Susceptibility weighted imaging

MRI works by manipulating the small hydrogen atoms using applied magnetic fields and gradients. If the local environment also alters the local magnetic field this can cause susceptibility effects. Sometimes these are unwanted e.g. in metal artefact, but sometimes we can use these to our advantage.

There are two main methods of imaging susceptibility effects:

  • gradient echo / T2* 
  • susceptibility-weighted imaging (SWI)

Things that alter the local magnetic field include haemorrhage and calcium. These will appear low signal on these sequences with “blooming artefact” in which they appear much larger than they actually are. SWI is a more sensitive sequence and can pick up much smaller lesions.

 

mod1_SWI_T2star
mod1_SWI_T2

Main uses of susceptibility-weighted imaging:

  • microhaemorrhages e.g. amyloidosis
  • cavernomas
  • superficial siderosis
  • mineralisation/calcification e.g. in the basal ganglia

You may be asking, if both haemorrhage and calcium are dark on SWI/GRE how do we know which one it is? On SWI, we can answer this question (sometimes). 

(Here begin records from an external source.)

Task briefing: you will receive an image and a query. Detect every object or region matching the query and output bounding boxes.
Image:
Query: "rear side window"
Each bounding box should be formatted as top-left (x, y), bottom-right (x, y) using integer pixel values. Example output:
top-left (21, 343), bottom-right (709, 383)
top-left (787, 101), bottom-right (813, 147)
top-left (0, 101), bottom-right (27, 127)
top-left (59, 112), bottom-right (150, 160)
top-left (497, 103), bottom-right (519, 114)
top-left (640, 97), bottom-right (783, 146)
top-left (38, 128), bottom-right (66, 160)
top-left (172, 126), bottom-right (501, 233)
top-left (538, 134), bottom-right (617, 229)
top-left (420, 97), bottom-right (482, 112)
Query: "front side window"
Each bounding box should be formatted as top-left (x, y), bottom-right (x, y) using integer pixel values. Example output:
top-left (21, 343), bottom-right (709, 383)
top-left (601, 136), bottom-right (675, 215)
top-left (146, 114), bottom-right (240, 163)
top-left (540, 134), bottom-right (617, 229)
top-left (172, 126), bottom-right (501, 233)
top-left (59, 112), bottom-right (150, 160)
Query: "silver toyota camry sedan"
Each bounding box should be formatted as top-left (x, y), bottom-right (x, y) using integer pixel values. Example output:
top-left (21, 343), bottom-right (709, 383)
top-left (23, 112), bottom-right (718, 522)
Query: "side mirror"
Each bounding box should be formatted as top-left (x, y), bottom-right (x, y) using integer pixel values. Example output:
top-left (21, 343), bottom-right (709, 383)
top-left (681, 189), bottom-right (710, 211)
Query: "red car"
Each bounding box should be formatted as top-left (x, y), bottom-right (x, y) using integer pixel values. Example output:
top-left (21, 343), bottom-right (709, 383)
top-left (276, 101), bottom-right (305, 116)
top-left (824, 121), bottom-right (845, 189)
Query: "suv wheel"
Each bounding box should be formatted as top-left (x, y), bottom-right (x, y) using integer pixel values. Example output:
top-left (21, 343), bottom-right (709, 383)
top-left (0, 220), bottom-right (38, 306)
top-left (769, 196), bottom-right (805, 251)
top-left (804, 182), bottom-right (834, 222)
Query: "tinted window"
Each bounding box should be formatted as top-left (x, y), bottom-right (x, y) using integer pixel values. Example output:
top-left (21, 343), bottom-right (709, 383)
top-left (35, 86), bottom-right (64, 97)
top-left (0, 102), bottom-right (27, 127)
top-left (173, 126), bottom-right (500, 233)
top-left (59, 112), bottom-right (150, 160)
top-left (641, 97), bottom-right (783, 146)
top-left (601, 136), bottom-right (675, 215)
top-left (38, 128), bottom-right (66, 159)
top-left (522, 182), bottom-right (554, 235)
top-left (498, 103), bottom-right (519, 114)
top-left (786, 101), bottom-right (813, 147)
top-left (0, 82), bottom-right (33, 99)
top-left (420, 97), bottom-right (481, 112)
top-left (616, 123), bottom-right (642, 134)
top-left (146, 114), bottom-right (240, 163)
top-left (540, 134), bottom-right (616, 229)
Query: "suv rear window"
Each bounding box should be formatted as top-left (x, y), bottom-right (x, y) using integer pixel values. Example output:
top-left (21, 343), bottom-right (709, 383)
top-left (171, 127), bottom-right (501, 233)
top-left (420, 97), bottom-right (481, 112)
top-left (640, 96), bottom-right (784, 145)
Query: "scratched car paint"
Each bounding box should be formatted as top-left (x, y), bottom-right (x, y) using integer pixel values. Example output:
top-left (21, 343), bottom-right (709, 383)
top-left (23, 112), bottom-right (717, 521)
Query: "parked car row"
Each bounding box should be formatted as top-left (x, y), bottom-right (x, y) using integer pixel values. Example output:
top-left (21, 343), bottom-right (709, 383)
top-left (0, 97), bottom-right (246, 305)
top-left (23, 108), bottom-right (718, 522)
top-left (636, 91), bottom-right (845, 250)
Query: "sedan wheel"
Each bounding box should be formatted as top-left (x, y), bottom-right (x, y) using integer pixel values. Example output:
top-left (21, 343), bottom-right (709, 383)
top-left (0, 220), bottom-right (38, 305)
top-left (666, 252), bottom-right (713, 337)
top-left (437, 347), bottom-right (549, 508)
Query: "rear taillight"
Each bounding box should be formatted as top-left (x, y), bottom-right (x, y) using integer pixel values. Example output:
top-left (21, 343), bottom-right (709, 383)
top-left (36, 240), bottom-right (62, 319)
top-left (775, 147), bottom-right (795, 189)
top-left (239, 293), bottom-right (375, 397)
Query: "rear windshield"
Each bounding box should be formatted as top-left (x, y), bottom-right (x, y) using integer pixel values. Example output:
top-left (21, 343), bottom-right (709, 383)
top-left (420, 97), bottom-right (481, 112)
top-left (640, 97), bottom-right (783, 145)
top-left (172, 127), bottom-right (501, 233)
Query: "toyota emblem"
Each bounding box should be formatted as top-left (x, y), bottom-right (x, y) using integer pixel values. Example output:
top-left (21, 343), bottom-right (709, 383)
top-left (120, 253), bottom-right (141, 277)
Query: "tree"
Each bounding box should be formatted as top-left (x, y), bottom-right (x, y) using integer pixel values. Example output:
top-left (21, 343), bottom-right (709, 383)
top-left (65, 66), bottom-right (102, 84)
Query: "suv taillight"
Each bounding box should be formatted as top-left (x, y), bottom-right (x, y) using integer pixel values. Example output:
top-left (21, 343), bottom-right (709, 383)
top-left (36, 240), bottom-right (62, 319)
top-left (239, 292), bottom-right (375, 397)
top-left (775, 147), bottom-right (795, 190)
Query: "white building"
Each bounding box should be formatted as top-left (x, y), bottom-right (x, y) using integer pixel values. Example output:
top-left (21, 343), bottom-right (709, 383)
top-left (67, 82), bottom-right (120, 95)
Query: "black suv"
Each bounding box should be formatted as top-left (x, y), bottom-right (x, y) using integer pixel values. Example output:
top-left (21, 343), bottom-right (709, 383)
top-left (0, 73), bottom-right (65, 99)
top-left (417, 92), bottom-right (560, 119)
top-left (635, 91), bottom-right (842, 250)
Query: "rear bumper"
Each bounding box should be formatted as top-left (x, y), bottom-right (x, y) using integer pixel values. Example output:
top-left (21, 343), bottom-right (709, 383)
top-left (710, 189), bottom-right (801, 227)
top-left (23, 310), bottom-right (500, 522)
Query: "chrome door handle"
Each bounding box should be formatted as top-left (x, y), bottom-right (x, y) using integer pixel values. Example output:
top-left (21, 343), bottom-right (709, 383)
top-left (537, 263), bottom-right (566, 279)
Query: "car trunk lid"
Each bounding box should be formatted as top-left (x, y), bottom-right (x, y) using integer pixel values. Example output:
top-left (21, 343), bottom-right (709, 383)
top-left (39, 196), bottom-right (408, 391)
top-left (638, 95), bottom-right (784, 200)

When we perform an SWI sequence we acquire several images. One is the magnitude, the second is the phase. These are put together to form the SWI images which are often displayed as minimum intensity projection (mIP). 

In short, calcium and haemorrhage cause susceptibility for different reasons and phase will exploit these differences by displaying haemorrhage and calcium as opposite signals i.e. one will be dark and one will be bright. Which is dark is dependent on the machine but a good tip is to compare the signal to something that you know is blood (e.g. the venous sinus).

A caveat to this is that in large lesions it can be difficult to tell as aliasing occurs.